Cette attaque contre la classe ouvrière et plus généralement les classes populaires et une bonne partie de la jeunesse, sur de prétendus fondements et critères économiques, est idéologique et politique. Ces mesures viennent accompagnées de la mise en place d’un protocole répressif, déclaré illégal même par l’ONU, qui conduit, à l’occasion de chaque manifestation, à des dizaines de personnes blessées et arrêtées. Mais face à la répression, les mobilisations, les rassemblements, les assemblées générales, les pléniers ou encore les réunions ouvertes ne cessent de croître. Voisins, travailleurs, étudiants, militants associatifs ou d’extrême gauche jouent un rôle fondamental dans la construction d’espaces démocratiques de coordination qui visent à organiser une réponse d’ensemble au plan global de Javier Milei. Alors que les dirigeants de la CGT étaient en vacances, les secteurs combatifs ont organisé des assemblées sur la plupart des lieux de travail pour promouvoir la grève du 24 janvier, qui a mobilisé plus de 1,5 million de personnes ; le 8 mars, des dizaines de milliers de personnes ont occupé les rues dans tout le pays contre les mesures d’austérité et pour défendre l’avortement légal et le 24 mars, jour de commémoration du coup d’État militaire de 1976, 100 000 personnes se sont mobilisées à Buenos Aires contre l’extrême droite au pouvoir. Des cadres d’auto-organisation voient le jour dans les quartiers, dans les entreprises, dans les universités, pour la défense de la santé et de I’enseignement public, pour des augmentations de salaire, contre les licenciements, l’inflation et les hausses des tarifs. La mobilisation et l’organisation par en bas résistent au plan tronçonneuse. Milei n’a pas réussi à faire passer ses lois, dont cette « Loi omnibus » qui prévoyait de lui octroyer des pouvoirs élargis (elle a dû être retirée), ou le « Décret de nécessité et d’urgence » qui est suspendu à 70 % par la justice. On voit ainsi la fragilité paradoxale d’un pouvoir qui se voudrait bien plus fort. Et si Milei n’arrive pas à unir la bourgeoisie derrière ses mesures, si les parlementaires lui ont refusé les pouvoirs élargis, c’est évidemment par peur du chaos social que cela pourrait engendrer dans une situation où la lutte contre le gouvernement s’organise et s’étend.

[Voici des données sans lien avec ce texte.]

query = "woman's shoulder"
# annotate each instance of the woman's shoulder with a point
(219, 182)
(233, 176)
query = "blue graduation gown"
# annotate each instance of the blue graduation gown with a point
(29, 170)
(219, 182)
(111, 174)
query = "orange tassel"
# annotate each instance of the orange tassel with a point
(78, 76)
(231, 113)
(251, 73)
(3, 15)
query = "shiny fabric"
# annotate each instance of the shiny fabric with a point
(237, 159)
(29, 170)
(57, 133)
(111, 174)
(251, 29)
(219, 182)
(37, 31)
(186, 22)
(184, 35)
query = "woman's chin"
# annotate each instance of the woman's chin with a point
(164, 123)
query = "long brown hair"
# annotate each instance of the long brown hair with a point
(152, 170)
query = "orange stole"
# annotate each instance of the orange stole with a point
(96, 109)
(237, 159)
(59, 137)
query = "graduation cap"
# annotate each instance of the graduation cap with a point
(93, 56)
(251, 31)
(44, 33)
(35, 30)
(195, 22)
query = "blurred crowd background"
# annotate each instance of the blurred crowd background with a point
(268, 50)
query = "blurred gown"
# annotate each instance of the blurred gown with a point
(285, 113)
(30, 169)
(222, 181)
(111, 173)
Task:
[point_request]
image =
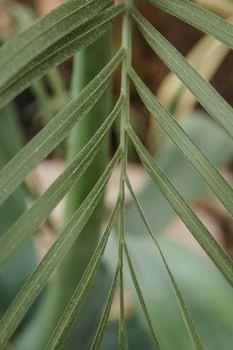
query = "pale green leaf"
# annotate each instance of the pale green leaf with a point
(48, 138)
(60, 248)
(215, 105)
(141, 298)
(58, 53)
(183, 307)
(198, 17)
(200, 162)
(199, 231)
(40, 210)
(81, 292)
(104, 319)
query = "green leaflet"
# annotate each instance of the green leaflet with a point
(40, 210)
(198, 17)
(83, 288)
(58, 53)
(200, 162)
(216, 106)
(183, 307)
(141, 298)
(28, 44)
(49, 137)
(199, 231)
(104, 319)
(64, 242)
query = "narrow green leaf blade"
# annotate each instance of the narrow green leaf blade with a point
(141, 298)
(81, 292)
(59, 52)
(200, 162)
(27, 45)
(64, 242)
(198, 17)
(104, 319)
(40, 210)
(199, 231)
(47, 139)
(195, 337)
(209, 98)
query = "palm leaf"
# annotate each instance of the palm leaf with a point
(40, 210)
(64, 242)
(214, 104)
(199, 231)
(198, 17)
(84, 286)
(49, 137)
(58, 53)
(200, 162)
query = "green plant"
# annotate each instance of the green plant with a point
(28, 56)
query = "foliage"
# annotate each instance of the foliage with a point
(27, 57)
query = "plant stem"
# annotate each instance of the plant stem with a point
(126, 44)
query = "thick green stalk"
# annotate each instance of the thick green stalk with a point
(87, 65)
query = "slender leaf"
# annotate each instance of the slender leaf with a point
(47, 139)
(141, 298)
(59, 52)
(201, 163)
(216, 106)
(81, 292)
(25, 46)
(64, 242)
(40, 210)
(199, 231)
(183, 307)
(198, 17)
(104, 319)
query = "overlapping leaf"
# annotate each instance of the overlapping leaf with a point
(217, 107)
(57, 53)
(198, 17)
(64, 242)
(199, 231)
(200, 162)
(49, 137)
(40, 210)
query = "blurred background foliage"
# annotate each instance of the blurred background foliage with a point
(209, 299)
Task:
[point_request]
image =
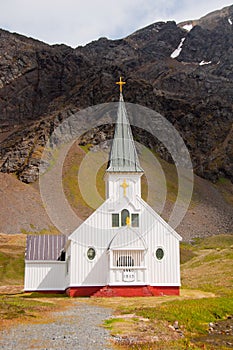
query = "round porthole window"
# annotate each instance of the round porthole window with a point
(159, 253)
(91, 253)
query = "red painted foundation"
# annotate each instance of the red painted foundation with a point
(82, 291)
(121, 291)
(45, 291)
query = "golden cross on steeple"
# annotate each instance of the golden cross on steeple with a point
(121, 83)
(124, 185)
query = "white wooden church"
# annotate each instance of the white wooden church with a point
(123, 249)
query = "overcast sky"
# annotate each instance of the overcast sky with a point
(76, 22)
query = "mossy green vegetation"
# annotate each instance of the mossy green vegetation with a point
(17, 306)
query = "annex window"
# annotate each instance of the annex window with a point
(91, 253)
(159, 253)
(125, 217)
(135, 220)
(115, 220)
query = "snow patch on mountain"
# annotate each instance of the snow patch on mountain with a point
(188, 27)
(177, 51)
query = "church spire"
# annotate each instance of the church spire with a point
(123, 156)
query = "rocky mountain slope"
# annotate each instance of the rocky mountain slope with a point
(192, 87)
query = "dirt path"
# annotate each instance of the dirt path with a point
(78, 327)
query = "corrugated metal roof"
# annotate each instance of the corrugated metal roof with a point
(44, 247)
(123, 156)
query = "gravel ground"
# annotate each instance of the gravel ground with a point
(75, 328)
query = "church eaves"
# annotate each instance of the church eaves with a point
(123, 155)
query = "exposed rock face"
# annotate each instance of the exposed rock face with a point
(40, 85)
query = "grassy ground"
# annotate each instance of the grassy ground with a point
(141, 323)
(206, 296)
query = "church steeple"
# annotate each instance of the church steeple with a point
(123, 156)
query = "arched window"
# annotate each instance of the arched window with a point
(124, 215)
(125, 261)
(91, 253)
(159, 253)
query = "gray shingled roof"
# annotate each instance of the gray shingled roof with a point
(44, 247)
(123, 155)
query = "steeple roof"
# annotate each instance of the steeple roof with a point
(123, 155)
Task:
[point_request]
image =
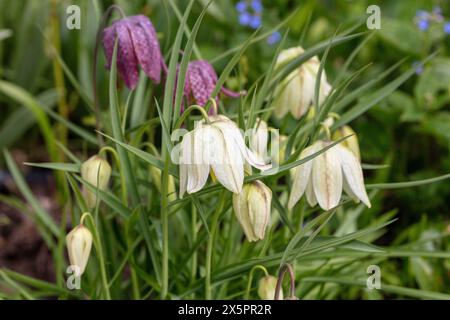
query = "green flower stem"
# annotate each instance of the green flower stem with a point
(194, 239)
(103, 150)
(214, 224)
(165, 227)
(99, 249)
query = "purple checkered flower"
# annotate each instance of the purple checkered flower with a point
(241, 6)
(200, 82)
(255, 22)
(137, 45)
(274, 38)
(257, 6)
(447, 27)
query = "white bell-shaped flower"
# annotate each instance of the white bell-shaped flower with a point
(324, 177)
(79, 243)
(217, 145)
(295, 93)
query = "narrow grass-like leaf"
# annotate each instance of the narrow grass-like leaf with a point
(68, 167)
(40, 212)
(408, 184)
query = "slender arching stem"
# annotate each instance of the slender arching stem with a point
(98, 247)
(117, 160)
(188, 111)
(102, 25)
(284, 268)
(210, 245)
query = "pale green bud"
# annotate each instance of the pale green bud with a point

Construire une alternative politique : la tâche des révolutionnaires

Les premiers mois du gouvernement de Milei montrent qu’il existe une force sociale prête à l’affronter, et que, dans un cadre de crise et de passivité du péronisme syndical et politique, l’extrême gauche – qui n’a jamais cessé d’être de tous les combats – a la responsabilité de proposer une politique alternative. Après la marche pour la défense de l’université publique le 23 avril – qui a réuni dans la rue plus d’un million d’étudiants, professeurs et travailleurs des universités – se tiendra le 27 avril une rencontre des travailleurs avec ou sans emploi, des assemblées de quartier et de tous les secteurs en lutte pour préparer le 1er mai et la grève générale du 9 mai appelée par les centrales syndicales du pays. La principale tâche des révolutionnaires en Argentine est de travailler à l’unité des travailleurs dans la lutte contre Milei et son gouvernement ; si celui-ci s’attaque à tous les pans de la société, un à un, c’est d’un mouvement d’ensemble dont ont besoin les travailleurs et les travailleuses. Face à la bureaucratie syndicale, l’extrême gauche doit défendre l’organisation démocratique d’une lutte de toutes celles et ceux qui font tourner cette société, et qui un jour devront la diriger.